Lohri Festival: primarily celebrated by Sikhs and Hindus. It marks the end of the winter season and is traditionally believed to welcome the sun to the northern hemisphere. It is observed a night before Makar Sankranti, this occasion involves a Puja Parikrama around the bonfire with prasad. It is essentially termed as the festival of the farmers and harvest, whereby, the farmers thank the Supreme Being.
PHDI- Planetary Pressure Adjusted HDI: is an experimental metric that adjusts the Human Development Index (HDI) for planetary pressures. This index is similar to the Inequality-adjusted HDI adjustment, previously introduced by the United Nations Development Program (UNDP). It is the level of human development adjusted by carbon dioxide emissions per person and material footprint per capita. The material foot print is the amount of fossil fuels, metals and other resources consumed by a country to produce the required Goods and Services. In an ideal scenario where there are no pressures on the planet, the PHDI equals the HDI. However, all countries of the world have substantial pressure from their part.
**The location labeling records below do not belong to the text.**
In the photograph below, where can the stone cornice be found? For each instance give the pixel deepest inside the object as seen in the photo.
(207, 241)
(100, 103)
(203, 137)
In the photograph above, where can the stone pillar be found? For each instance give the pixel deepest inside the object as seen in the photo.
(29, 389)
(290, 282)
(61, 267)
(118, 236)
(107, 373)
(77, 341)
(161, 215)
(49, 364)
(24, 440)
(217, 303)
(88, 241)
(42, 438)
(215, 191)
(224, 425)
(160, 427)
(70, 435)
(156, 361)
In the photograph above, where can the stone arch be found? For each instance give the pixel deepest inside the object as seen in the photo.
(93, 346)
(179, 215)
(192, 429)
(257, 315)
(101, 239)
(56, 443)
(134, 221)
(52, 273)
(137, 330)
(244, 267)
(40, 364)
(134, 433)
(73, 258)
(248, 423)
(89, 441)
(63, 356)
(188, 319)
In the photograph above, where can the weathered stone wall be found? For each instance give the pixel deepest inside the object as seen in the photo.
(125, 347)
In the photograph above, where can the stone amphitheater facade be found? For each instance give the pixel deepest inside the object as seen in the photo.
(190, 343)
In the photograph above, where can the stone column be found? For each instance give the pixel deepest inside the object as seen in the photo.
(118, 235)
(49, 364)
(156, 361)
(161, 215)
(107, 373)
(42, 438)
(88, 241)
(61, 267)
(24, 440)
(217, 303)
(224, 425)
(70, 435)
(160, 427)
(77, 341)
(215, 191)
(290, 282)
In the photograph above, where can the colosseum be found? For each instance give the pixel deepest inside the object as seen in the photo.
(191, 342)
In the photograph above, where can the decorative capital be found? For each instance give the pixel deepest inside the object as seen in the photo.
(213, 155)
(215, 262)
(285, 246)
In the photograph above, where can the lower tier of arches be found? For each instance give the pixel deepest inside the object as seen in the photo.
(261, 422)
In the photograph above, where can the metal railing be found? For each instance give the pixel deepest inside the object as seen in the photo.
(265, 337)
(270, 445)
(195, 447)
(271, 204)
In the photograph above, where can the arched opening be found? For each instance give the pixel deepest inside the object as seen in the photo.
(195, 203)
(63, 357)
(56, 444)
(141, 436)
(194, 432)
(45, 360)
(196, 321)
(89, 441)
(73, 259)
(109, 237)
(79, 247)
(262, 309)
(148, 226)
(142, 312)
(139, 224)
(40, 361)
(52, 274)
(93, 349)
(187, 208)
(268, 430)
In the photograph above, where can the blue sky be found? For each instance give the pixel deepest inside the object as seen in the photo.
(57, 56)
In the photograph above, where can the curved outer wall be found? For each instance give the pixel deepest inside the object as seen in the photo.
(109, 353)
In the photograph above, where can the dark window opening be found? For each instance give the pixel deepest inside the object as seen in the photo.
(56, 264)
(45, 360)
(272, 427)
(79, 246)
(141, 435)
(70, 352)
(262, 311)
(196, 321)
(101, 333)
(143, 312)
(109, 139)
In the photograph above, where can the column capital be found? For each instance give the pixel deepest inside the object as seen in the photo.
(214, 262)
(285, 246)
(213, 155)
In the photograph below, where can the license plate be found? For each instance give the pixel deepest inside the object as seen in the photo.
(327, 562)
If this new metric is taken into account, Ireland tops the list while India moves 8 positions up from the HDI rank of 131.
Henley Passport Index: lists the most travel-friendly passports of the world. This year India has been ranked at 83rd. Henley Passport Index ranks the passports of countries on the basis of number of destinations their holders can visit without getting visa in advance. Rankings are decided by analysing the data provided by ‘International Air Transport Association (IATA)’.
Adjusted Gross Revenue: is the usage and licensing fee that telecom operators are charged by the Department of Telecommunications (DoT). It is divided into spectrum usage charges and licensing fees, pegged between 3-5 percent and 8 percent respectively. As per DoT, the charges are calculated based on all revenues earned by a telco – including non-telecom related sources such as deposit interests and asset sales.
Debt to GDP ratio: is the metric comparing a country’s public debt to its gross domestic product (GDP). By comparing what a country owes with what it produces, the debt-to-GDP ratio reliably indicates that particular country’s ability to pay back its debts.